Where MT should focus its poaching efforts is as a competitor to WordPress MU. Thus far, WP-MU remains a complex and daunting installation and maintenance is not simple. However, MU is still attractive, especially because of the new Buddypress functionality that will turn all MU users on a given install into an instant social network. What MT needs to do to grow is not to try and convince the end users with their own WP blogs, but try to create a full fledged blog ecosystem like WordPress.com, and attract users to their platform there. Typepad, built on the previous iteration of MT3, is simply inadequate as a competitor to WordPress.com-hosted free blogs. By providing a new umbrella site for free blogs, MT can build the user base to the critical mass required for increased power user adoption. As things stand, I simply have no incentive to try MT4, and Anil’s PR attempt falls flat since frankly he’s attacking a straw man of WordPress rather than the reality which I deal with every day.

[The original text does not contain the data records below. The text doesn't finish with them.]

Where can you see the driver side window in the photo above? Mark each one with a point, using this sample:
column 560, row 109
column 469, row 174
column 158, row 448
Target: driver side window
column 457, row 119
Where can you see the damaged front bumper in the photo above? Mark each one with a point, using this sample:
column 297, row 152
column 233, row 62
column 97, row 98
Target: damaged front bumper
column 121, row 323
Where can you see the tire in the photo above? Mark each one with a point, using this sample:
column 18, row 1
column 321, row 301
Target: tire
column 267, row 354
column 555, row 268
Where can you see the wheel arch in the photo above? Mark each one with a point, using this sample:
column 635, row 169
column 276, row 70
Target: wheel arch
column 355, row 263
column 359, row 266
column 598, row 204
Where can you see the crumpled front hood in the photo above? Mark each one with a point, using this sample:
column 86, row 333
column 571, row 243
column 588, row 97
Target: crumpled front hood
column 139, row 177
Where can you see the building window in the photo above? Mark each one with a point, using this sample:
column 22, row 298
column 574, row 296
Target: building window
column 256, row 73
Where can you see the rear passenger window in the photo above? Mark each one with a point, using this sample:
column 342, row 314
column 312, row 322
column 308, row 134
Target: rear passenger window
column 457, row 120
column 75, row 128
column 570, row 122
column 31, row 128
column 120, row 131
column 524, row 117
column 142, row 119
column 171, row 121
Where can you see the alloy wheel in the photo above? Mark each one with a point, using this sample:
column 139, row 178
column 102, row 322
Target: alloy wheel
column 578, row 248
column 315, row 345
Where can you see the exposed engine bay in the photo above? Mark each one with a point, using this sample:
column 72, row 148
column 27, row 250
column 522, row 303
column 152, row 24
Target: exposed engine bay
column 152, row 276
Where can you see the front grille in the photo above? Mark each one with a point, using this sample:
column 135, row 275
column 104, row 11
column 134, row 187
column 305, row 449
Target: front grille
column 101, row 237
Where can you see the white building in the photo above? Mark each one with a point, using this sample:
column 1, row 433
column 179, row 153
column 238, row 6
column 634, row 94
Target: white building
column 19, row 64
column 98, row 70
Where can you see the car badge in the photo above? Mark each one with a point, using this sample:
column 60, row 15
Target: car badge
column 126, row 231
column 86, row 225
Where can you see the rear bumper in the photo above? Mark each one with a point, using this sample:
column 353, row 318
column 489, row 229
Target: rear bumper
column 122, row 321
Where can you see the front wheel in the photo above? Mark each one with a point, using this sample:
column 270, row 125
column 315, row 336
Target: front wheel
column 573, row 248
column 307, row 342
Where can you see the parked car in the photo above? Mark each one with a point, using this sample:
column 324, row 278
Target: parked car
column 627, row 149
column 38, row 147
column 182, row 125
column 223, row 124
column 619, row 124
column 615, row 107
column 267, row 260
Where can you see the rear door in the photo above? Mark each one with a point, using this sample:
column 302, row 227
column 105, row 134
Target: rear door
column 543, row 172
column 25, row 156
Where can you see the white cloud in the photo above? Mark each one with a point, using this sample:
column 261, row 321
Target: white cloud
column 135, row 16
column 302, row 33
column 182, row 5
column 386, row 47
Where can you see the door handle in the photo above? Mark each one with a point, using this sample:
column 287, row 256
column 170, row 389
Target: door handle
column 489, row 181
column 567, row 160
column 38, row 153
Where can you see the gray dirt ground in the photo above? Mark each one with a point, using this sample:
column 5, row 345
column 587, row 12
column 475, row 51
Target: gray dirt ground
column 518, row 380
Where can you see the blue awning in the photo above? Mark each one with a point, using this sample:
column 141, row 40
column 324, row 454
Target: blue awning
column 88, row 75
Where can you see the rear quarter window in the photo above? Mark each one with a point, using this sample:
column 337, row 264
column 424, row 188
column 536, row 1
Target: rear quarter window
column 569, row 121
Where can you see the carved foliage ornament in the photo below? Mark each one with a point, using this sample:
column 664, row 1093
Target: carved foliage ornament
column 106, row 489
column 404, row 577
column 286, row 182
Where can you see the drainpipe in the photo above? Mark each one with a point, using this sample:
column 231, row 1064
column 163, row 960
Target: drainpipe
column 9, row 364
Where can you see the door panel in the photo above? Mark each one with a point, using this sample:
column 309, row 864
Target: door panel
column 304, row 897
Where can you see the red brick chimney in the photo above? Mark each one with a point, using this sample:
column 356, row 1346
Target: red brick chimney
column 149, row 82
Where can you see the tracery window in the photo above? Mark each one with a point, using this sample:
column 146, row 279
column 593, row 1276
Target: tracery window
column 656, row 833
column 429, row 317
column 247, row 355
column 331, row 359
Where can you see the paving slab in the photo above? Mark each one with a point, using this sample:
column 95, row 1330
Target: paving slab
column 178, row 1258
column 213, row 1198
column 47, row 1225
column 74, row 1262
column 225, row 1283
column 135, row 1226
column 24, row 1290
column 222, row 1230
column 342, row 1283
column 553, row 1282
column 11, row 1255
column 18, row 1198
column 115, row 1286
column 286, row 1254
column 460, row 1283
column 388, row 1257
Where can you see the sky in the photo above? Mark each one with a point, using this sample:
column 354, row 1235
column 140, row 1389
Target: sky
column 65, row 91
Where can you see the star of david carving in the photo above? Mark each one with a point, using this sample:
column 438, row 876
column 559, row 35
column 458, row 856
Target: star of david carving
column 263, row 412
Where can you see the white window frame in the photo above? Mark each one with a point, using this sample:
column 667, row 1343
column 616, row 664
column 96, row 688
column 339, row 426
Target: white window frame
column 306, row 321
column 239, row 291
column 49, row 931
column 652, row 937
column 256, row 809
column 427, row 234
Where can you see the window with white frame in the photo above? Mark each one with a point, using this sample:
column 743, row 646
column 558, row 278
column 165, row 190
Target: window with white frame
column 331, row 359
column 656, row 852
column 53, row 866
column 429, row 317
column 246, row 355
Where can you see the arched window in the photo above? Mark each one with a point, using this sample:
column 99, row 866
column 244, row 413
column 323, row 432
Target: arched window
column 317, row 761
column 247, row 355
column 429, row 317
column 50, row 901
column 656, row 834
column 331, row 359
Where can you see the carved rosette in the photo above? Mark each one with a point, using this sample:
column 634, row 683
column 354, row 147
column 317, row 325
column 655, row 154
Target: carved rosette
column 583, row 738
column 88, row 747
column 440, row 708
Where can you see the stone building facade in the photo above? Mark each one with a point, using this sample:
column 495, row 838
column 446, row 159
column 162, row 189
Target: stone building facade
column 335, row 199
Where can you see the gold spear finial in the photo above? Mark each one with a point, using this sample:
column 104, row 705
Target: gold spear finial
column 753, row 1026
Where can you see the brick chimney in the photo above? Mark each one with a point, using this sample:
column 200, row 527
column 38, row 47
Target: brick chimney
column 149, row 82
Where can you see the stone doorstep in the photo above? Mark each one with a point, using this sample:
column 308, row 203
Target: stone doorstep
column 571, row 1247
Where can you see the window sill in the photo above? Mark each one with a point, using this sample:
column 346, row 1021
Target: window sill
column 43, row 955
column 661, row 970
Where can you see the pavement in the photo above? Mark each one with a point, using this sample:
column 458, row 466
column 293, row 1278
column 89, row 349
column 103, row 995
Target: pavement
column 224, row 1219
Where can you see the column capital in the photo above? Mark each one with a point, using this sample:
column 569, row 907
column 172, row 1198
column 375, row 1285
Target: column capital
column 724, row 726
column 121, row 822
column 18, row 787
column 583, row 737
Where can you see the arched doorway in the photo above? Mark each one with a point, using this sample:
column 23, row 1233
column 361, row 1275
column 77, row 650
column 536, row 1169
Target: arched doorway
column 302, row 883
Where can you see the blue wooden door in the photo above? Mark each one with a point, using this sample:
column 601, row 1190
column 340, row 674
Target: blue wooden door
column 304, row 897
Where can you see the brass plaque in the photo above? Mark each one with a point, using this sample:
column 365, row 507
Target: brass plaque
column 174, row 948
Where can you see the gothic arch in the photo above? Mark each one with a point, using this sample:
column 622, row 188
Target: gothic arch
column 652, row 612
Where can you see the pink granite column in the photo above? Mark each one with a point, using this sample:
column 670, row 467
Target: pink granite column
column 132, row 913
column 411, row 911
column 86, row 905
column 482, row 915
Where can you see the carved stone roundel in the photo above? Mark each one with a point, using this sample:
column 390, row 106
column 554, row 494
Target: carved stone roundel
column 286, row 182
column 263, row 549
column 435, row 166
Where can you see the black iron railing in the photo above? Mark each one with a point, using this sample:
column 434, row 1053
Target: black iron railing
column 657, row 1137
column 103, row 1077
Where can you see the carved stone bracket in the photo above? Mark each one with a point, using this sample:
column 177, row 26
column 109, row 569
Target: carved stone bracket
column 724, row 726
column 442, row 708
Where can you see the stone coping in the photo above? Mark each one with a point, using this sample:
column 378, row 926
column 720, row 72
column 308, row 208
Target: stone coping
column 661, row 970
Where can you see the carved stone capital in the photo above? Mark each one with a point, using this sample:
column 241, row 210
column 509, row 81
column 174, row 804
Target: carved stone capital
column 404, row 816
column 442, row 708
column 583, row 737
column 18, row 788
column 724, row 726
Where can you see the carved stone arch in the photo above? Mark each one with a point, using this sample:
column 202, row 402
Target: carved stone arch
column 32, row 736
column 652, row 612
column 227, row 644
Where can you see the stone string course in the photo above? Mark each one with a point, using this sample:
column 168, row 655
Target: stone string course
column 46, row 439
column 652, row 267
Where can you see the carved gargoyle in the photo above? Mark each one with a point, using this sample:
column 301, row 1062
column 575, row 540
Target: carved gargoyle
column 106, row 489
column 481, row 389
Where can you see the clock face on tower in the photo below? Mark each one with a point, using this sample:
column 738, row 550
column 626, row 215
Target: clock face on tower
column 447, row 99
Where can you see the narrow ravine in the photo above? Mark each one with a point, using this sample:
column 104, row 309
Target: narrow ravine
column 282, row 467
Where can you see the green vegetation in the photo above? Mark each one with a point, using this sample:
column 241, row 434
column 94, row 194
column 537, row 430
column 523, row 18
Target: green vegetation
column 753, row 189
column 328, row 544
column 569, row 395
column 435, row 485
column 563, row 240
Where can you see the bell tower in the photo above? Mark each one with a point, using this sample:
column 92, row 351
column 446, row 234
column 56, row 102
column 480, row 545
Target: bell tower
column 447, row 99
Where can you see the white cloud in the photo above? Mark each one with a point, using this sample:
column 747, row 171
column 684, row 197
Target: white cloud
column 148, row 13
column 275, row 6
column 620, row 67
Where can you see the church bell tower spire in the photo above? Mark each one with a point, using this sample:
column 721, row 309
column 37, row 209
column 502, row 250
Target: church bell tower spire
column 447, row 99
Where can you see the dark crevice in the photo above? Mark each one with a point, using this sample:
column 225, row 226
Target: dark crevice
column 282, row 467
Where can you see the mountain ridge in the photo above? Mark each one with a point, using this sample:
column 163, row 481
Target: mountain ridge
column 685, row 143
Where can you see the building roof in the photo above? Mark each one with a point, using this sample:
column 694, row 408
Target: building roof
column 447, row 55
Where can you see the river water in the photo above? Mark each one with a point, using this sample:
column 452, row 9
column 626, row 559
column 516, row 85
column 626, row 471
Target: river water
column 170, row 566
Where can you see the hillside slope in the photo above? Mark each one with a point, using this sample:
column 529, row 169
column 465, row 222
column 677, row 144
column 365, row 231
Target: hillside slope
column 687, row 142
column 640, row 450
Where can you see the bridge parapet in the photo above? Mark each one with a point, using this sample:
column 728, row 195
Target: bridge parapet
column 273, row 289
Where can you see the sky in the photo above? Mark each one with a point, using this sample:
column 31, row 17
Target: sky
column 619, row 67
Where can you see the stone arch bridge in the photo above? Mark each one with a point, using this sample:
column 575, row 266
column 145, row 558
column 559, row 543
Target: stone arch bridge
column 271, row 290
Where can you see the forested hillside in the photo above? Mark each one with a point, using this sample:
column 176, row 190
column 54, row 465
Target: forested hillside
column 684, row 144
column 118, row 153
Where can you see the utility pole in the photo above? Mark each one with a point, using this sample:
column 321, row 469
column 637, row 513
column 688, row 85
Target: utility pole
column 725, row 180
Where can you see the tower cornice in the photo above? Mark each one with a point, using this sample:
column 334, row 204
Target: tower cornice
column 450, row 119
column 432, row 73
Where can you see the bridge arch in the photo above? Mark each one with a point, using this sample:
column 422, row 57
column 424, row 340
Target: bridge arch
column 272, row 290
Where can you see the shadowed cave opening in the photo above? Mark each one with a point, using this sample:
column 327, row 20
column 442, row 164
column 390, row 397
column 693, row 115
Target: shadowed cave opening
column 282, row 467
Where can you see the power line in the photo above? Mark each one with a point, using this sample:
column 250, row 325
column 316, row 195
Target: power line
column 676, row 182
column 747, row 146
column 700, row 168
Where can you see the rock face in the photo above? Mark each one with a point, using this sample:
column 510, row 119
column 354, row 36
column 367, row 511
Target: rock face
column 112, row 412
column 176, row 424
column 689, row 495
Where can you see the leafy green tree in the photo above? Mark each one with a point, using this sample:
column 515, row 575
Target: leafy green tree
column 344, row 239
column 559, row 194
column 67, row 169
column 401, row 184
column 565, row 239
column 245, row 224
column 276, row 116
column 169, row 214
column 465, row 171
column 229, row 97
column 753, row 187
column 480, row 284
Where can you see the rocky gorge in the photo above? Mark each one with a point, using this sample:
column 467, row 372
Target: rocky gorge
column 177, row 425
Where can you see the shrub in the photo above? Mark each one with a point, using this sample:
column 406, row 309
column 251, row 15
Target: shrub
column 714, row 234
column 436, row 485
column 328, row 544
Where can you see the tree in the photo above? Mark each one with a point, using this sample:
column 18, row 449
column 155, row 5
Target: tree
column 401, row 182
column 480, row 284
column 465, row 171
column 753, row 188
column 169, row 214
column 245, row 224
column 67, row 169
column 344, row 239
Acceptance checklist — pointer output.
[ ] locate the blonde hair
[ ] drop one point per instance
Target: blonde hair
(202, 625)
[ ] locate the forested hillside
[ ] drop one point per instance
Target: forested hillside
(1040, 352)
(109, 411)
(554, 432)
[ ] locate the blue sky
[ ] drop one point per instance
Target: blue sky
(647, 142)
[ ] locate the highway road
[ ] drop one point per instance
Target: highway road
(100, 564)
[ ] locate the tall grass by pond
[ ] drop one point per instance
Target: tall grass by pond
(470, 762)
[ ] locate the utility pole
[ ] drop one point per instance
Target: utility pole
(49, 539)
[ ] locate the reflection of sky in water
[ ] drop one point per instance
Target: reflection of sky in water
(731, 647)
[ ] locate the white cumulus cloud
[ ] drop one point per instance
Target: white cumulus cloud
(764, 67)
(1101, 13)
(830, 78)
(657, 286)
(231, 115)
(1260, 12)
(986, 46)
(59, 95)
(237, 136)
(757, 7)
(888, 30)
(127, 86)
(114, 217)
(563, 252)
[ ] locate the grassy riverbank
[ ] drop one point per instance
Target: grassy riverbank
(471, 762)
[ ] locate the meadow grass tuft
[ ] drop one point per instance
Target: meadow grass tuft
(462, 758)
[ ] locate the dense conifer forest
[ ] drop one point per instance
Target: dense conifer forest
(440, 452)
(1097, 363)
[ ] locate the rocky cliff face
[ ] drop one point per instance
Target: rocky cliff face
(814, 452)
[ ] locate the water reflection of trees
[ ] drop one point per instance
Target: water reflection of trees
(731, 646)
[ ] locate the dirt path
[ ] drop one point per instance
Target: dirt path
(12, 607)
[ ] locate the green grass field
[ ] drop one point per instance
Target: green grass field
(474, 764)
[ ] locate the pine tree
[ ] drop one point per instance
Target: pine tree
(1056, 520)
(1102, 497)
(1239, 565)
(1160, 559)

In a few days, I will log into my Dreamhost panel and upgrade my blogs to WordPress 2.5. WP is a moving target. MT4 needs to catch up and then stay abreast. Until it’s as easy for me to install and upgrade MT as it is WP, they aren’t even close.

WP 2.5 has built-in gravatar support

Seems that WordPress v2.5 (which will be out this month) will include support for Gravatars by default:

default avatarTheme Authors: Adding Gravatars to Your Theme

The function to add Gravatars to your theme is called: get_avatar. The function returns a complete tag of the Avatar.

The function get_avatar is setup as follows:

function get_avatar( $id_or_email, $size = '64', $default = '' )

* id_or_email: The author’s User ID (an integer or string) or an E-mail Address (a string)
* size: The size of the Avatar to display (max is 80).
* default: The absolute location of the default Avatar.

That’s the default avatar icon up there. Ugh. I am really not interested in gravatars, I am a fan of Monster ID and Wavatars. I hope Scott and Shamus can update their plugins to hook into the native 2.5 functionality as that would be a lot simpler. Adding a dropdown to the Admin panel to let you select between different icon sets is probably the best approach.

UPDATE: Ryan Boren says that any avatar service can be invoked, not just Gravatar:

Gravatar is the service used by default. get_avatar() is completely pluggable, however, so any service can be used. get_avatar() is built-in so that themes will have some fixed API on which they can rely, regardless of whatever avatar service is being used behind-the-scenes.

wordpress folksonomy progress

The experiment of adding Scott’s WP_Folksonomy plugin to my blog has been a success so far. My blog, haibane.info, is by no means a giant traffic draw but it does have enough that the userbase has been adding some tags of their own. I have at least one user (Scott himself?) who reliably adds tags to most posts, and there have been others drive-by tagging as well. It’s encouraging to see however that there was a thread at the WordPress support forum asking about folksonomy; I directed them to the plugin asap. Now, a search for the term “folksonomy” will lead people to the same tool, and thus the seeds are sown for more people to use it. Let’s hope hat many more blogs, preferably far larger than mine, embrace and adopt folksonomy this year.

injection spam

I’ve upgraded to v2.3.3 which closes a security hole that was permitting spammers to “inject” spammy links directly into posts via xmlrpc.php, and thereby avoid the “nofollow” attribute that is automatically applied to links in comments (ie, the usual mechanism to deprive comment spammers of the PageRank mojo they seek). The spam was surrounded by “noscript” HTML tags, which meant that they were invisible in the browser, thus hiding the links from detection and removal. However, since RSS feedreaders do not interpret javascript, the spam was revealed, and I am grateful to Dave and to Gothmog for alerting me to the problem.

If you have a WP blog you should upgrade ASAP to the latest version. FYI to all the otaku blogs I link to on my blogroll here, I have not noticed any spam links via your feeds, though I am a bit behind on my reading. You all should upgrade asap.